SEX In the nine months I have been writing this column, I have managed to skip over the most important topic of technology for today’s digital geek: sex. If you’re not getting enough, here’s a place where techno-geeks are getting plenty: Second Life. This is a virtual community where a whole lot more is going on besides copious amounts of copulation, but SL sex is, at this moment, all the excitement online.
More than 10,700 of the 200,000 “residents” are running around naked and just about every flavor of fornication you can think of in our life is happening there, and a few more. One is born into this MMORLG (massively multiplayer online real-life game) clothed, and if you want your avatar (i.e. your SL description) to sport a birthday suit, you need to design and code one or buy what Leo Laporte of TWiT (the weekly must-listen podcast This Week in Tech) calls “naked clothes.” A “sign-up bonus” plus a weekly stipend of Linden dollars (the game’s currency), an amount determined by your monthly membership fee, will enable you to buy just about anything you can purchase in real life, such as clothes, beer, cars, airplanes, drugs, weapons and so on; but once you run out of cash, you’ll need to figure out a way to get more.
You can exchange money from the human world (U.S. $1=250 Linden) or you can figure out ways to earn more, including selling your body for sex. Many players use programs such as Photoshop and write code similar to HTML to make everything from dominatrix suits to designer genitalia, complete with sound effects. Get lucky at www.secondlife.com.
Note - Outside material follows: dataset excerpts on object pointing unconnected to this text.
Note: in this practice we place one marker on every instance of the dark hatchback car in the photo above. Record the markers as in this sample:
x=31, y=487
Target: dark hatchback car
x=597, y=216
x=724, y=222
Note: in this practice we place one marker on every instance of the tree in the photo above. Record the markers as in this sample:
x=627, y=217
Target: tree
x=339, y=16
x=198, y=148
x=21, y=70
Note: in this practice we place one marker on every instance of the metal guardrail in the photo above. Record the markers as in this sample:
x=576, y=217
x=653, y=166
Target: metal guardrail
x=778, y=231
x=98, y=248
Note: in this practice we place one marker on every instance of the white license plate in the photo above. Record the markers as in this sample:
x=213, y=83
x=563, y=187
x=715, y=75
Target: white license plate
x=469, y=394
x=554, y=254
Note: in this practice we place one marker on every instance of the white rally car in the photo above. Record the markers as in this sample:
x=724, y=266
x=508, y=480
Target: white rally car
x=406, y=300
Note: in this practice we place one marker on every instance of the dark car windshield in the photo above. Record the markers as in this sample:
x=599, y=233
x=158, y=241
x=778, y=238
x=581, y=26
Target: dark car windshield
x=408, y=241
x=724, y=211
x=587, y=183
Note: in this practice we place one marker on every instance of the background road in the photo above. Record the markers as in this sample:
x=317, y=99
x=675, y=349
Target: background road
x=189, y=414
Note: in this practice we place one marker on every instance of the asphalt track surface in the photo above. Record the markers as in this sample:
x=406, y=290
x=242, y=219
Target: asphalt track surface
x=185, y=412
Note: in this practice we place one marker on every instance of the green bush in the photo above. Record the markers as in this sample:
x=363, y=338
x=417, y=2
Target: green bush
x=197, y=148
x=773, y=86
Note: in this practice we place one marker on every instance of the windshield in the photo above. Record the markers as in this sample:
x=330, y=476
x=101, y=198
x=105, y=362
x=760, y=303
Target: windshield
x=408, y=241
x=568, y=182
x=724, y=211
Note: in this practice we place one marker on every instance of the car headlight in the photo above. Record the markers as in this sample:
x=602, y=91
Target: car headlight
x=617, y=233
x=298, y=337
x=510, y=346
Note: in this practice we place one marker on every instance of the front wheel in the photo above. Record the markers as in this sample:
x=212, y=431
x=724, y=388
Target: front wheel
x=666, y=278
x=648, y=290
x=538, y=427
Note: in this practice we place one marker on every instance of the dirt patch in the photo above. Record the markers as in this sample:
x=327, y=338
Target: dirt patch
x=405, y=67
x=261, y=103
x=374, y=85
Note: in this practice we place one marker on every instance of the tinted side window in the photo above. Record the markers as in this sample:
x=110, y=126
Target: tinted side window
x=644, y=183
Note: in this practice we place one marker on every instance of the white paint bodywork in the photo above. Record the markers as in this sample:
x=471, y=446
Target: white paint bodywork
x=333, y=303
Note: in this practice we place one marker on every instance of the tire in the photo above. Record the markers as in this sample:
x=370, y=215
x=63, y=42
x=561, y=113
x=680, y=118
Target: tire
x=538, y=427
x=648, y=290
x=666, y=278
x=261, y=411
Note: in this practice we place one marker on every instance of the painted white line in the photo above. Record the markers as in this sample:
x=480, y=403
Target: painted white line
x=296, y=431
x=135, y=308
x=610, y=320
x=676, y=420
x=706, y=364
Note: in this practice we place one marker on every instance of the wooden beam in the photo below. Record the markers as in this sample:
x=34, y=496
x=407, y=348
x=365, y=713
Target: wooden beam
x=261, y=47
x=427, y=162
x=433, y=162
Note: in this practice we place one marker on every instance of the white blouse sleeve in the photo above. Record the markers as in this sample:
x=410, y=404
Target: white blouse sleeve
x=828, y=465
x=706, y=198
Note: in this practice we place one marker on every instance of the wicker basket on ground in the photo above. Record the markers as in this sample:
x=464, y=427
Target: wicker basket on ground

WAR The new format war has begun (VHS conquered Betamax in the last big one) with the release of the first high-definition DVD players: Toshiba’s HD-A1 ($500) and the HD-XA1 ($800). HD movies, once finally released, will contain more than double the lines of resolution of today’s DVDs and will cost twice as much. They could have more extras and better interactive menus due to the 15GB of single-layer storage, compared to 4.7GB in today’s DVDs.
The DVD’s rival, Blu-ray (an optical disc that can store substantially more date than a DVD because of the shorter wavelength of the read laser), is due out later this year with promises of even more storage—25GB single layer—and a supposed triple-layer capability of 75GB. Those needing to back up large files, such as video editors, are eagerly waiting at their keyboards. Bring on the burners.
BIRTH And speaking of video, belated happy 50th birthday, videotape (released April 14, 1956).